PROBLEM TO BE SOLVED: To obtain an excellent liquid alignment characteristic and electrical characteristic and to suppress the occurrence of display defects even if a firing temp. is low by using specific two kinds of polyimide precursors as indispensable components. SOLUTION: The liquid crystal aligning agent consisting of the polyimide precursor having the repeating unit expressed by formula I and the polyimide precursor having the repeating unit expressed by formula II as the indispensable components is used. In the formula I, X denotes a quadrivalent org. group; R denotes H or alkyl group; (n) denotes a number of 4 to 16. In the formula II, Y denotes a quadrivalent aliphat. group; Z denotes a bivalent arom. group; R denotes H or alkyl group. In such a case, the reaction solvents used at the time of synthesizing the polyimide precursor to be used include N-methyl-2- pyrrolidone, (NMP), N-N-dimethylformamide (DMAc), dimethylsulfoxide(DMSO), cresol, γ-butyrolactone or the like but are not limited thereto.

Description

DETAILED DESCRIPTION OF THE INVENTION

[0001]

BACKGROUND OF THE INVENTION 1. Field of the Invention The present invention relates to a liquid crystal aligning agent used for manufacturing a liquid crystal display.

[0002]

2. Description of the Related Art Conventionally, there has been known a method of using an organic polymer film such as a polyimide resin, a polyamide resin, and a polyamideimide resin as an alignment film of a liquid crystal display. Among them, particularly, polyimide resin has a function of aligning various liquid crystals and is excellent in heat resistance and the like, so that it is widely used industrially.

On the other hand, with the recent improvement in the characteristics of liquid crystal displays, the alignment film material is required to have more characteristics than before. Specifically, in terms of the function of the liquid crystal alignment film, good alignment properties are stably obtained under various conditions, and it has good electro-optical characteristics. Formability, rubbing resistance and the like can be mentioned. Furthermore, in recent years, it has been required that the above-mentioned characteristics equal to or higher than those of the related art can be obtained even at a firing temperature of less than 200 ° C. in order to cope with the lowering of the process.

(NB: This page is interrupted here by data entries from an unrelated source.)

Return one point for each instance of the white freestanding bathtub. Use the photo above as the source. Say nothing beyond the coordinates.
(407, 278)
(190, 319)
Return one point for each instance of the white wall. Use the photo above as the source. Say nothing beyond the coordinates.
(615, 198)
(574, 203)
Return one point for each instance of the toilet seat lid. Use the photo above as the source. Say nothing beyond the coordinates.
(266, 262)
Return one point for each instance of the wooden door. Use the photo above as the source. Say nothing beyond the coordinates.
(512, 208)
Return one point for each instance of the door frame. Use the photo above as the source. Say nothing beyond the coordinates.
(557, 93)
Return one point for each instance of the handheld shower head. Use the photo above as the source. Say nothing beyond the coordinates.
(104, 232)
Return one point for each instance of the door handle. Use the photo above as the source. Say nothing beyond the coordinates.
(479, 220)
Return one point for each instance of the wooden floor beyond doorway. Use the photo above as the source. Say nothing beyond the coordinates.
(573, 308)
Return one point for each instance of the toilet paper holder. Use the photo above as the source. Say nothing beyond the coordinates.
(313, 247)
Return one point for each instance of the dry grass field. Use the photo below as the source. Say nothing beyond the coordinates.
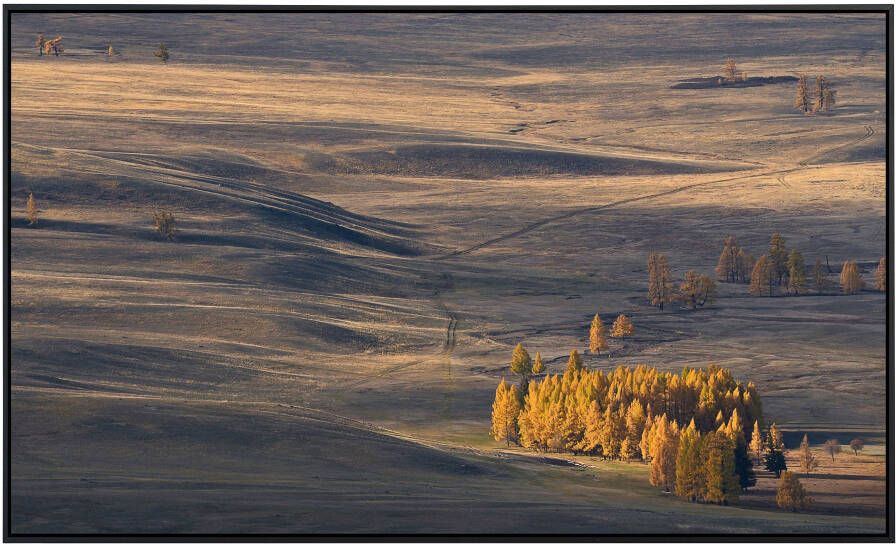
(373, 209)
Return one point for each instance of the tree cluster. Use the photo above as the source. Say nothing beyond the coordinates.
(823, 99)
(783, 269)
(695, 291)
(641, 413)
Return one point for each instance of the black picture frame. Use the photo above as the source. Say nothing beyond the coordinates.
(9, 536)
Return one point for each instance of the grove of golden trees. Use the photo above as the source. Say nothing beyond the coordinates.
(782, 268)
(688, 426)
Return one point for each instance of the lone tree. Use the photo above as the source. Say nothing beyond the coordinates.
(659, 283)
(162, 53)
(820, 276)
(53, 46)
(818, 100)
(851, 281)
(830, 99)
(808, 460)
(775, 461)
(802, 95)
(880, 275)
(825, 97)
(791, 493)
(796, 271)
(505, 413)
(832, 447)
(574, 363)
(31, 210)
(734, 263)
(697, 289)
(777, 252)
(762, 277)
(537, 365)
(622, 327)
(521, 362)
(165, 224)
(597, 338)
(730, 70)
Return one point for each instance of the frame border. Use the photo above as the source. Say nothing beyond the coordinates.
(9, 536)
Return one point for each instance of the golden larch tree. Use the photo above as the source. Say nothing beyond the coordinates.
(505, 413)
(597, 339)
(520, 361)
(801, 102)
(757, 445)
(664, 452)
(537, 365)
(851, 281)
(880, 275)
(730, 70)
(622, 327)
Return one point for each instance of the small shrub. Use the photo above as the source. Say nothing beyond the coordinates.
(165, 224)
(31, 210)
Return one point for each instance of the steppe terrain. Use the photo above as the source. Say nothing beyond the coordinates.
(373, 209)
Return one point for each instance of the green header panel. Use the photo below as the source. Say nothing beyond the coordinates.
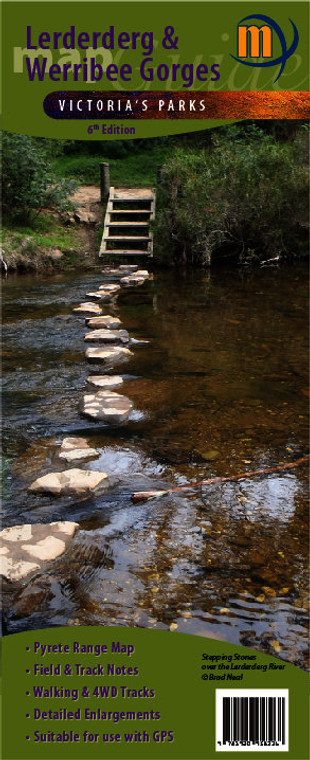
(119, 54)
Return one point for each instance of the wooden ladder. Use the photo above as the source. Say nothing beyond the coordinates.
(126, 230)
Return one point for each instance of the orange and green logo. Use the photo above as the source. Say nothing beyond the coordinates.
(257, 42)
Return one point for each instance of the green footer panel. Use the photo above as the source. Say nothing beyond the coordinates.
(113, 692)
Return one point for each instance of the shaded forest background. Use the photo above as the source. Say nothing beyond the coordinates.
(238, 192)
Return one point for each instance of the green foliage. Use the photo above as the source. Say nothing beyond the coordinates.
(137, 166)
(246, 193)
(29, 184)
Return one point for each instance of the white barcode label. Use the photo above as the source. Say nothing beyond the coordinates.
(251, 720)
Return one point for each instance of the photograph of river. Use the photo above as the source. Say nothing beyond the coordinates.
(217, 377)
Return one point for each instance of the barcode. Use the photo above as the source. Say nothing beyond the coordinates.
(252, 719)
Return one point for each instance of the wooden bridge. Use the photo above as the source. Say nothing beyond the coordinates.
(127, 219)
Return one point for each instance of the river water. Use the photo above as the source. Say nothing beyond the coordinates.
(220, 388)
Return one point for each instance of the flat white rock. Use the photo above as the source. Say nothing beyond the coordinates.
(133, 280)
(110, 323)
(108, 406)
(128, 267)
(107, 336)
(70, 481)
(100, 295)
(109, 355)
(110, 288)
(73, 449)
(108, 382)
(25, 548)
(88, 308)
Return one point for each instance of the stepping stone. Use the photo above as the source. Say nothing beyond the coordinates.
(107, 406)
(76, 448)
(110, 288)
(107, 336)
(110, 323)
(88, 308)
(132, 281)
(110, 272)
(70, 481)
(108, 382)
(100, 295)
(142, 273)
(24, 548)
(108, 355)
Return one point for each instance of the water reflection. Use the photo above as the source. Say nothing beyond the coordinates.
(220, 388)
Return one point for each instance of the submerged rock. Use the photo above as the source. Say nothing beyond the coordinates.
(76, 448)
(87, 308)
(100, 295)
(107, 336)
(26, 547)
(108, 382)
(110, 288)
(128, 267)
(107, 406)
(138, 278)
(110, 323)
(70, 481)
(108, 355)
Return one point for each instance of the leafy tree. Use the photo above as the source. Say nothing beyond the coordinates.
(247, 192)
(28, 183)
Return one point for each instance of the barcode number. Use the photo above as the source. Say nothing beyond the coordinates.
(252, 720)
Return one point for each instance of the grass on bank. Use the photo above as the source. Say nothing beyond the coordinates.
(133, 169)
(37, 247)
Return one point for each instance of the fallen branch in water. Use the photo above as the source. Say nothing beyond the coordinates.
(147, 495)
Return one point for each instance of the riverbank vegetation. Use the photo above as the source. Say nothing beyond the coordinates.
(243, 196)
(239, 191)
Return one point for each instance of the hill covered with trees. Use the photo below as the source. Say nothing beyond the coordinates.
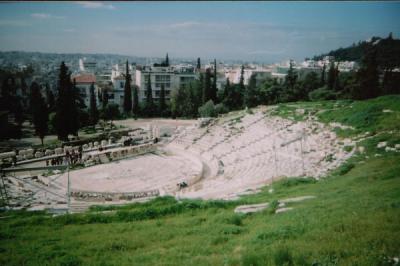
(388, 51)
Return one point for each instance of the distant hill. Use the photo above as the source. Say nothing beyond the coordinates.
(388, 51)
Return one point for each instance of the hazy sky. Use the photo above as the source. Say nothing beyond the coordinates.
(264, 31)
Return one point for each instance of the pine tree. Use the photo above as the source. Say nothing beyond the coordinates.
(162, 100)
(135, 107)
(40, 115)
(127, 91)
(198, 64)
(214, 86)
(93, 113)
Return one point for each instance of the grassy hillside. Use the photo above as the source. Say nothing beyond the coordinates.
(354, 219)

Conventional liquid crystal aligning agents include aromatic polyamic acids, aliphatic polyamic acids, and aliphatic soluble polyimides. However, aromatic polyamic acid-based aligning agents generally have poor electric characteristics such as voltage holding ratio as a liquid crystal display. Aliphatic polyamic acid-based aligning agents have poor liquid crystal alignment properties, and aliphatic soluble polyimides have poor adhesion to substrates and have the problem that the coating film tends to peel off during rubbing. Furthermore, in the case of conventional alignment agents, when used for recently developed low threshold voltage nematic liquid crystal, ferroelectric liquid crystal, and antiferroelectric liquid crystal, if used for a long time, display defects such as display unevenness and afterimages will occur. There is a problem that occurs.

[0005]

SUMMARY OF THE INVENTION The present invention solves the above-mentioned problems, and even when the firing temperature is lower than 200 ° C.
An object of the present invention is to provide a liquid crystal aligning agent capable of producing a liquid crystal display exhibiting excellent liquid crystal alignment properties and electric characteristics and having less display defects than before.

[0006]

The present invention provides: A liquid crystal aligning agent comprising, as essential components, a polyimide precursor having a repeating unit represented by the general formula (1) and a polyimide precursor having a repeating unit represented by the general formula (2)

[0007]

Embedded image (In the formula, X represents a tetravalent organic group, R represents H or an alkyl group, and n represents a number of 4 or more and 16 or less.)

[0008]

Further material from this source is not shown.